Abstract
Nucleosomes, composed of DNA and histone proteins, represent the fundamental repeating unit of the eukaryotic genome1; posttranslational modifications of these histone proteins influence the activity of the associated genomic regions to regulate cell identity2–4. Traditionally, trimethylation of histone 3-lysine 4 (H3K4me3) is associated with transcriptional initiation5–10, whereas trimethylation of H3K27 (H3K27me3) is considered transcriptionally repressive11–15. The apparent juxtaposition of these opposing marks, termed “bivalent domains”16–18, was proposed to specifically demarcate of small set transcriptionally-poised lineage-commitment genes that resolve to one constituent modification through differentiation, thereby determining transcriptional status19–22. Since then, many thousands of studies have canonized the bivalency model as a chromatin hallmark of development in many cell types. However, these conclusions are largely based on chromatin immunoprecipitations (ChIP) with significant methodological problems hampering their interpretation. Absent direct quantitative measurements, it has been difficult to evaluate the strength of the bivalency model. Here, we present reICeChIP, a calibrated sequential ChIP method to quantitatively measure H3K4me3/H3K27me3 bivalency genome-wide, addressing the limitations of prior measurements. With reICeChIP, we profile bivalency through the differentiation paradigm that first established this model16,18: from naïve mouse embryonic stem cells (mESCs) into neuronal progenitor cells (NPCs). Our results cast doubt on every aspect of the bivalency model; in this context, we find that bivalency is widespread, does not resolve with differentiation, and is neither sensitive nor specific for identifying poised developmental genes or gene expression status more broadly. Our findings caution against interpreting bivalent domains as specific markers of developmentally poised genes.

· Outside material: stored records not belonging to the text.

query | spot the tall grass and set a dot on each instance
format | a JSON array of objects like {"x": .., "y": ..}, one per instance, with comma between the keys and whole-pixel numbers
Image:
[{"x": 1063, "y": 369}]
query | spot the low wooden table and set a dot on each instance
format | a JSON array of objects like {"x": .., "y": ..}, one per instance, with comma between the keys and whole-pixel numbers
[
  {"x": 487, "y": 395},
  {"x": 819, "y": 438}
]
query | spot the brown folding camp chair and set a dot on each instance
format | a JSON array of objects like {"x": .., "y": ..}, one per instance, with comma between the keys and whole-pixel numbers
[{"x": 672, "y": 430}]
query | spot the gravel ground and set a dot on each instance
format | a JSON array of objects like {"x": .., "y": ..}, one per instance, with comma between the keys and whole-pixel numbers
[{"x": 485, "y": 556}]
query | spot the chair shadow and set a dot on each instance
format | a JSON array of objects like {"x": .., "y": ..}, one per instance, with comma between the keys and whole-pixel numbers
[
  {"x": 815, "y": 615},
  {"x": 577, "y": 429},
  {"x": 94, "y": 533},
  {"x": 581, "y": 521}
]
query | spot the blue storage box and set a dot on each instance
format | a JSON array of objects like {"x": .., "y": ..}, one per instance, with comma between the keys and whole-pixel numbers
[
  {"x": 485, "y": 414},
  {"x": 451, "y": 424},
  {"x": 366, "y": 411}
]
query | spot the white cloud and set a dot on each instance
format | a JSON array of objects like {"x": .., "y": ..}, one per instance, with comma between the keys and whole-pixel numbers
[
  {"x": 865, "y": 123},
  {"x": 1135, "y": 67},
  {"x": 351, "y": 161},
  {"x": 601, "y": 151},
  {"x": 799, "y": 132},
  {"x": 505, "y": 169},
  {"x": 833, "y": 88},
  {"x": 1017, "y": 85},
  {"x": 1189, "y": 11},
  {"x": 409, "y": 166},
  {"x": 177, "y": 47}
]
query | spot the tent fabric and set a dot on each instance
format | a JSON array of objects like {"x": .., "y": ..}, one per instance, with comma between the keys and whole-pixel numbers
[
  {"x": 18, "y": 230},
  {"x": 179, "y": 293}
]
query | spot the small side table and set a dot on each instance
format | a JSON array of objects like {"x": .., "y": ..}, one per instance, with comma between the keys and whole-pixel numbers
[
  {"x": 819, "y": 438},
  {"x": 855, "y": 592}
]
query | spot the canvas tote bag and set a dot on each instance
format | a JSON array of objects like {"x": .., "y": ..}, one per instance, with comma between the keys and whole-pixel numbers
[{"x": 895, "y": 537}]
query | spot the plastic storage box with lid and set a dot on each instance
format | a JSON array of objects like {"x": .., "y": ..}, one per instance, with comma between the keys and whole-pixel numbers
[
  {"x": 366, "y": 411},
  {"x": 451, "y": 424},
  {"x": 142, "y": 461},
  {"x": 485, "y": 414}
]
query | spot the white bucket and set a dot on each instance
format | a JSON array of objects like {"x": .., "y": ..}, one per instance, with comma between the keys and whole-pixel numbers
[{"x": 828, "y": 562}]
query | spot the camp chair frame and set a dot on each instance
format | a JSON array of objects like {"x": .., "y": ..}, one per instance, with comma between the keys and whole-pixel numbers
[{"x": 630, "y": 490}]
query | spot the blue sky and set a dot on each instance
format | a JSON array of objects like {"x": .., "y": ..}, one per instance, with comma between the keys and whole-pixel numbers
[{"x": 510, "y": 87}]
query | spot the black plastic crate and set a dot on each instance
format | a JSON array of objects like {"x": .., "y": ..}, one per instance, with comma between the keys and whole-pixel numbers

Competing Interest Statement
The authors declare competing financial interests. A.T.G., Z.C. and A.J.R hold partial intellectual property rights to ICeChIP as co-inventors on a patent filed by the University of Chicago [Patent # US20200319204A1]). This patent is under license to EpiCypher, Inc., a commercial developer and supplier of platforms similar to ICeChIP with barcoded nucleosomes (i.e. SNAP-ChIPTM and CAP-ChIPTM). R.N.S., A.T.G., and A.J.R. have served in a compensated consulting role to EpiCypher, Inc., and A.J.R. is a member of the Scientific Advisory Board.